Danone BN.PA
Danone is a world-class health-focused food company trading at trough multiples and a 1.5x P/E discount to Nestle; rerating to historic levels implies ~€78 vs €48, +62% upside by 2014.
Thesis
Trian argues Danone is a misunderstood world-class consumer staple trading at roughly trough 2003-2012 multiples because the market is over-weighting Southern European exposure and a cyclical yogurt slowdown. In reality Danone already owns the health-and-wellness portfolio (Activia, Evian, Aptamil, medical nutrition) that Nestle and PepsiCo are spending billions to build — Nestle paid 19.8x EBITDA for Pfizer Infant Nutrition — with 52% emerging-market sales, a 23% global yogurt share, and a 15% FCF CAGR since 2007. At €48 the shares yield ~7% FCF and trade at a 1.5x P/E discount to Nestle despite historically commanding a premium.
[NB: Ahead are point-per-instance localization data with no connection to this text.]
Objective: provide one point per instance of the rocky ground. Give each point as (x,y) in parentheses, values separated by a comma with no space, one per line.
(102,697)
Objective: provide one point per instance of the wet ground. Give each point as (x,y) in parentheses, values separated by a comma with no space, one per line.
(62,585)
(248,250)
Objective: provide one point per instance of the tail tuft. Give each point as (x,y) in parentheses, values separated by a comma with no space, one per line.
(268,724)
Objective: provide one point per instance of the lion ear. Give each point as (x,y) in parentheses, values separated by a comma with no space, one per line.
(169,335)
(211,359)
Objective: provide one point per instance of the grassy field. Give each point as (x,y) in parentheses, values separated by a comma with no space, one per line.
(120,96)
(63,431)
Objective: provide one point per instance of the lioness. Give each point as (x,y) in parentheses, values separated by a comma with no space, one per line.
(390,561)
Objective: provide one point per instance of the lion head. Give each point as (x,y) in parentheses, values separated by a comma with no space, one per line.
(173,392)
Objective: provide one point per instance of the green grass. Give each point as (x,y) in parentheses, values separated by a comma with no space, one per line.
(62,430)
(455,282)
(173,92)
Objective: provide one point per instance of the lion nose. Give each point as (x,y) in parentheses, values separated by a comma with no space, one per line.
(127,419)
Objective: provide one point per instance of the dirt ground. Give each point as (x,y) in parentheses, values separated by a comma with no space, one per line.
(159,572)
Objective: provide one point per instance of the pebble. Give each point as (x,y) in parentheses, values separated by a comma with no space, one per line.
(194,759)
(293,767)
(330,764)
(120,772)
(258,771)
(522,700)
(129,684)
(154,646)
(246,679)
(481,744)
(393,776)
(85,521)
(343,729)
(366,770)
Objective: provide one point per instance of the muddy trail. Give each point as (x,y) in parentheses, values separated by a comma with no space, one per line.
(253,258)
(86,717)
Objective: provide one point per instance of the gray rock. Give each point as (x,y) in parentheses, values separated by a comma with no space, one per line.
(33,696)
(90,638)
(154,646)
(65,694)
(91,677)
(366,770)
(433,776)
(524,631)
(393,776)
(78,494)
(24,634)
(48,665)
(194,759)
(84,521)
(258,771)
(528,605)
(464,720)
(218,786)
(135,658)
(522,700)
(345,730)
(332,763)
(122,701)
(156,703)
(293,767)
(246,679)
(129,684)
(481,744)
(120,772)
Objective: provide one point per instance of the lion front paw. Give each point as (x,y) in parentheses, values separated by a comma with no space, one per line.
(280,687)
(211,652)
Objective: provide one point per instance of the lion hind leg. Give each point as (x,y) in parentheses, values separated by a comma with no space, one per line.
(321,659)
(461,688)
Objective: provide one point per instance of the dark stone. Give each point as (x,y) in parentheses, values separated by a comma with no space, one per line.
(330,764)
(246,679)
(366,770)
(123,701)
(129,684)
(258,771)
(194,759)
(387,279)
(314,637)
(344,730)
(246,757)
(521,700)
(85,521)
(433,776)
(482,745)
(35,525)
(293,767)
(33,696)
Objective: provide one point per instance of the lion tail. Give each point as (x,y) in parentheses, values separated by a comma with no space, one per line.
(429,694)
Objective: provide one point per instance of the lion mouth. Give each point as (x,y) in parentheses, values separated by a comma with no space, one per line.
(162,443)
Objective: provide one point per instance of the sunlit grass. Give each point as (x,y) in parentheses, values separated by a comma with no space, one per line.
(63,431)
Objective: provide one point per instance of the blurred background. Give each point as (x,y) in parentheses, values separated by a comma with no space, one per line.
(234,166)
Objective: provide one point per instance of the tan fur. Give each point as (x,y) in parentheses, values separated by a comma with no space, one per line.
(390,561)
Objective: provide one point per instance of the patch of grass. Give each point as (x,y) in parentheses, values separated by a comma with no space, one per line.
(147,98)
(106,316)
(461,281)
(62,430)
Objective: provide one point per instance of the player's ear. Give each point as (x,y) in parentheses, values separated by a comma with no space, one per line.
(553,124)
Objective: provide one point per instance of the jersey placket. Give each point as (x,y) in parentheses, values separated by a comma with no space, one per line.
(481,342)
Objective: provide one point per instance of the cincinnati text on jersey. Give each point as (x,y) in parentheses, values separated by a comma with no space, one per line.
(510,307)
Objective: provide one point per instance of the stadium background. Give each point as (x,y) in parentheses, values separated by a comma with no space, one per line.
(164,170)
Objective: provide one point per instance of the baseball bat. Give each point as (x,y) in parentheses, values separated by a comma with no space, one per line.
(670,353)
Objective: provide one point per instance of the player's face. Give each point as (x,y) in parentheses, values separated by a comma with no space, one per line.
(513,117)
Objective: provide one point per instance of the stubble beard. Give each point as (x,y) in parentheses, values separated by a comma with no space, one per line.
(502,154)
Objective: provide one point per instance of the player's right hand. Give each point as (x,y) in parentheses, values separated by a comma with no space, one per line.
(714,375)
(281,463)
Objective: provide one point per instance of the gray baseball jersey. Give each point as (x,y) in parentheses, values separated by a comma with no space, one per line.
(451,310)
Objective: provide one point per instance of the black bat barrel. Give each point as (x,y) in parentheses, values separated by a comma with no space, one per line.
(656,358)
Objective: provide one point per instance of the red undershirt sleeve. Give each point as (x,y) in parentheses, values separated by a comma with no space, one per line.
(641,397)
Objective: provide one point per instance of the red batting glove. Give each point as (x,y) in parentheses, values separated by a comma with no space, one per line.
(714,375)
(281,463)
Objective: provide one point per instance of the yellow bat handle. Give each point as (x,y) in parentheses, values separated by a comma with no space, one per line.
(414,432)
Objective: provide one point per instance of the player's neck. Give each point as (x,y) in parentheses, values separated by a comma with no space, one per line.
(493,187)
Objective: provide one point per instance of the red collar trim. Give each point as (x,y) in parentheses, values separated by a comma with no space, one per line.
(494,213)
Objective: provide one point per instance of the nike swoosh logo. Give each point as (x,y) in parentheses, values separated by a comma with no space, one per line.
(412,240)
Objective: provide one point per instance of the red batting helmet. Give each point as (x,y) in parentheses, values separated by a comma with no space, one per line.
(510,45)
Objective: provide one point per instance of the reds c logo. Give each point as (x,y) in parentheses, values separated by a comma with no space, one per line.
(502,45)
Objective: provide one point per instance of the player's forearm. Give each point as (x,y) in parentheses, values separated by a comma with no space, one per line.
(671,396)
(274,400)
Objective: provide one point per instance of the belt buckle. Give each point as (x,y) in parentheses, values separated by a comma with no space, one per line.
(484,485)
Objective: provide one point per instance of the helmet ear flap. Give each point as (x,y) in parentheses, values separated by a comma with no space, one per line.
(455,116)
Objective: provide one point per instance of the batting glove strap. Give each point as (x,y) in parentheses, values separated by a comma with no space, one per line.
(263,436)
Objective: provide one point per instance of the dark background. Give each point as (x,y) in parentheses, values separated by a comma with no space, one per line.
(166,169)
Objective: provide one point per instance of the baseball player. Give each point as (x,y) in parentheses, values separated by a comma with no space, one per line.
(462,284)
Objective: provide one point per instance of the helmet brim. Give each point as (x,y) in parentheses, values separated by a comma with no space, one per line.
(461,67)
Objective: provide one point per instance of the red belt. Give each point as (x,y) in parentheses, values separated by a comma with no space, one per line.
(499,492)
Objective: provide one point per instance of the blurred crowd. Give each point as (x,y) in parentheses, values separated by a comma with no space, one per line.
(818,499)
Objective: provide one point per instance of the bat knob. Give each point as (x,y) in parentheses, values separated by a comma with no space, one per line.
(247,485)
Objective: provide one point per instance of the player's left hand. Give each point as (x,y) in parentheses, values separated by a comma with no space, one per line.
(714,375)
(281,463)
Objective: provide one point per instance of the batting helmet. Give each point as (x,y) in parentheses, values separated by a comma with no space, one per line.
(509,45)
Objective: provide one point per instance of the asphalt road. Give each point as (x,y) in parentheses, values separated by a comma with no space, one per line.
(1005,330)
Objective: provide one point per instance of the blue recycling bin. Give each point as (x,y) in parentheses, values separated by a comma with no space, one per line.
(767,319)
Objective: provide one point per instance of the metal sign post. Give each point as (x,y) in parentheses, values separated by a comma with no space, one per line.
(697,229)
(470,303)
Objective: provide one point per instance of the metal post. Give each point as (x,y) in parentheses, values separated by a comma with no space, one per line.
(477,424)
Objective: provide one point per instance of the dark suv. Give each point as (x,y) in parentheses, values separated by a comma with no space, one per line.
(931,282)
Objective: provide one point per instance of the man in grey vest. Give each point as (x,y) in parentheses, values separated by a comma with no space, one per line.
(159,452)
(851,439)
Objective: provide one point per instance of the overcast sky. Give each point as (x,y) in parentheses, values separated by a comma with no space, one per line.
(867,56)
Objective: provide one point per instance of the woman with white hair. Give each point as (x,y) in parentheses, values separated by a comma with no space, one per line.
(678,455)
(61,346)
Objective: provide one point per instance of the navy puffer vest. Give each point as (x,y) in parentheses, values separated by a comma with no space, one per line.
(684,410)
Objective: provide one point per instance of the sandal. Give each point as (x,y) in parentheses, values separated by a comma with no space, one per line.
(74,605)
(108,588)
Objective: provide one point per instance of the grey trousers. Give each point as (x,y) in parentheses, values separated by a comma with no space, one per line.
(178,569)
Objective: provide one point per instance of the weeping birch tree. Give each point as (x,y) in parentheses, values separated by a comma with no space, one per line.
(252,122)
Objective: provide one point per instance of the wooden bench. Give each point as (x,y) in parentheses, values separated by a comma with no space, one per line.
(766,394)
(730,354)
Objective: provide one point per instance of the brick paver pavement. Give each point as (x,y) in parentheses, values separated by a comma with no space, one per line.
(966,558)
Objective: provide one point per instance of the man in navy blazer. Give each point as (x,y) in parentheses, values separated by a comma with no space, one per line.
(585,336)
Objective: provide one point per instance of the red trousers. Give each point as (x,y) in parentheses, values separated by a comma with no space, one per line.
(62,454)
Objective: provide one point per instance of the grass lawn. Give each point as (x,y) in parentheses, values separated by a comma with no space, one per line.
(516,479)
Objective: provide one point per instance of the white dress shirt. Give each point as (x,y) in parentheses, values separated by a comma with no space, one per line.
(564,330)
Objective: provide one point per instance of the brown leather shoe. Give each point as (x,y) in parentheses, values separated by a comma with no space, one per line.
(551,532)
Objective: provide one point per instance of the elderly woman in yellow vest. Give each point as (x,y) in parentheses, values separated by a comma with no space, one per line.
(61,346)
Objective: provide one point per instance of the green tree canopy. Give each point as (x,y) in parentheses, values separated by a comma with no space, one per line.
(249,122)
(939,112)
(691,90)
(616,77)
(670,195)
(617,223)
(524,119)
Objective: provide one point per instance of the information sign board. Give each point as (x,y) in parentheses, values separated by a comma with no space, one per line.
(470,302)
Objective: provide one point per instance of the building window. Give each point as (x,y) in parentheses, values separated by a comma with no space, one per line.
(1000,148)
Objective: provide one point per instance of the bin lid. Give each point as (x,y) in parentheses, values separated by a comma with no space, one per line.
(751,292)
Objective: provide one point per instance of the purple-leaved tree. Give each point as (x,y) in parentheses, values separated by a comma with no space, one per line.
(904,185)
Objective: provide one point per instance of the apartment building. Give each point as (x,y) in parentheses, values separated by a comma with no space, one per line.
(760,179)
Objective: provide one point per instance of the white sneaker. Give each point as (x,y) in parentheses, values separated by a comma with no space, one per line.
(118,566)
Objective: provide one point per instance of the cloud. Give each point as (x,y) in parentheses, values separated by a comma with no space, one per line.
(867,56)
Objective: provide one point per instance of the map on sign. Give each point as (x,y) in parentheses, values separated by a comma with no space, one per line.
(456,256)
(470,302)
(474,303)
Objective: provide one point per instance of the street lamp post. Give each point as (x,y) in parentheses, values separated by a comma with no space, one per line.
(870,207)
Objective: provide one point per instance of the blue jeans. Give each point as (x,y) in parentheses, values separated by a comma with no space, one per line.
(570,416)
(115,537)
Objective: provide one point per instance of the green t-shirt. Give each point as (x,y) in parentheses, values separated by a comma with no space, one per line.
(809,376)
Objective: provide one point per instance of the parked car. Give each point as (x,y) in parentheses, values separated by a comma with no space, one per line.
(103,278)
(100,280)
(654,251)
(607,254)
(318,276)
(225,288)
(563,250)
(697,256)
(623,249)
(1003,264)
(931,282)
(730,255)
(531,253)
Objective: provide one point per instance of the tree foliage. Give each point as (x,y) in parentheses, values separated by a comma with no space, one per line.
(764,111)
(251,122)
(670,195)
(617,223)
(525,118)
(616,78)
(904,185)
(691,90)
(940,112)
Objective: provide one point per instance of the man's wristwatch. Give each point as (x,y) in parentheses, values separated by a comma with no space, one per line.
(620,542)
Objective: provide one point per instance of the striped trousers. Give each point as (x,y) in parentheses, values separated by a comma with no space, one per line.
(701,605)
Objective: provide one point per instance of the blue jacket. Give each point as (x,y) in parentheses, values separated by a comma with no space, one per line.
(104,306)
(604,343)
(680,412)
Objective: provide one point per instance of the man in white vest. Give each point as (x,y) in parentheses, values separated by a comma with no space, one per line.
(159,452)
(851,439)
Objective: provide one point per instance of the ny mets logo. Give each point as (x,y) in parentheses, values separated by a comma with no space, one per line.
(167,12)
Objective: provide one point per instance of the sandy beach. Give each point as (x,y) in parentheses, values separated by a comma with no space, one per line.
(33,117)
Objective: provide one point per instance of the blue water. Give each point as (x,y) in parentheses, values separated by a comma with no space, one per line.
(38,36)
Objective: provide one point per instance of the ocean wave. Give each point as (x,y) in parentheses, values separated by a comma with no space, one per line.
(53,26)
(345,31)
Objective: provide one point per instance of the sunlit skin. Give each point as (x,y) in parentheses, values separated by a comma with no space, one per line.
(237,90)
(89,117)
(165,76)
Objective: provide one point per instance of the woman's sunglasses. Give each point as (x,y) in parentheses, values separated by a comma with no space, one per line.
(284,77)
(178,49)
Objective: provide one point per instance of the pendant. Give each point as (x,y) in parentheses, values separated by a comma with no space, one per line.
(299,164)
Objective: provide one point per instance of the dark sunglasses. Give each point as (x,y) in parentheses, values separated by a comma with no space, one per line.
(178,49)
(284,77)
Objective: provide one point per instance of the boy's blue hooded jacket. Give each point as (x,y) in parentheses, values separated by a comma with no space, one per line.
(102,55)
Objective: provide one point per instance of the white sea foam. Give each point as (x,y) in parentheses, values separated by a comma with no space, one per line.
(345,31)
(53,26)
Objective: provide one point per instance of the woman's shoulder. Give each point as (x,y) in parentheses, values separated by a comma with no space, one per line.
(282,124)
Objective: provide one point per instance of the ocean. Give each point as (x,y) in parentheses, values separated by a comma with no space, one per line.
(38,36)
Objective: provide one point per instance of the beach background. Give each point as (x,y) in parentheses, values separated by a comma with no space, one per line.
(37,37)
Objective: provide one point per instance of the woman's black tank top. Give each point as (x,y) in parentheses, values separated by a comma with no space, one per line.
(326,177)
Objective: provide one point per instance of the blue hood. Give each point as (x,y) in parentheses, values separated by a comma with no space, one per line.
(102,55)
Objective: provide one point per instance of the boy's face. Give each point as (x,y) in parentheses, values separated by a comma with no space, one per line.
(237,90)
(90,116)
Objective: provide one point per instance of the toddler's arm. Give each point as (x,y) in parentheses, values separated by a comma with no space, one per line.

A leaner cost structure, disciplined capital return, and no dilutive M&A should rerate the stock to ~€78 by year-end 2014, a 62% total return.
SCQA
Danone is a €29bn French food leader with a 21st-century health portfolio — 46% yogurt, 37% infant/medical nutrition, 17% water — and 52% emerging-markets sales, among the highest in consumer staples.
Fears over Spain/Italy exposure, yogurt private-label pressure and slowing organic growth have pushed Danone to a ~1.5x P/E discount to Nestle and near-trough 10-year multiples despite fundamentally sound categories and margins.
Management should tighten cost structure, pursue balanced sales-and-EPS growth, avoid dilutive M&A, and let free cash flow fund buybacks — Trian plans constructive engagement rather than a proxy fight.
Rerating to historic and peer levels on normalized 2015 earnings of €4.39 at a 17x forward P/E implies an implied value of ~€78 per share, a +62% total return over a ~2-year holding period.
The three reasons
- 1
Trading near trough multiples with ~7% FCF yield, ~50-60% upside if rerated to Nestle/Unilever
- 2
52% emerging-markets sales — top-tier exposure among consumer staples peers
- 3
Already a pure-play health-and-wellness portfolio that Nestle and Pepsi are paying 20x EBITDA to build
Primary demands
- Push for leaner cost structure to offset European headwinds while preserving R&D and marketing investment
- Adopt balanced approach to driving value: both sales AND EPS growth
- Refrain from dilutive M&A
- Engage management in constructive dialogue
KPIs cited
Pattern membership
Where this document fits across the library's 12 rhetorical / structural patterns.
Precedents cited
- Heinz (Trian)
- Dr Pepper Snapple (Trian)
- Cadbury (Trian)
- Kraft Foods (Trian)
- Nestle acquisition of Pfizer Infant Nutrition at 19.8x EBITDA
- WhiteWave IPO (Oct 2012) at ~24x 2013 EPS
Notable slides (6)
Notes
Friendly, constructive long thesis presented at the Invest for Kids charity conference — not a proxy campaign. Trian explicitly praises CEO Franck Riboud and frames this as a rerating opportunity rather than a turnaround. Tone is collaborative; thesis leans on multiple_comparison and EM-exposure framing. Uses Nestle (Bulcke) and PepsiCo (Nooyi) CEO quotes to validate the health-and-wellness thesis, not to contradict Danone management. Standout slide is the P/E vs organic-growth correlation chart (p.11) which visualizes Danone as an outlier below the 88% peer regression line. Trian discloses ~1% economic interest.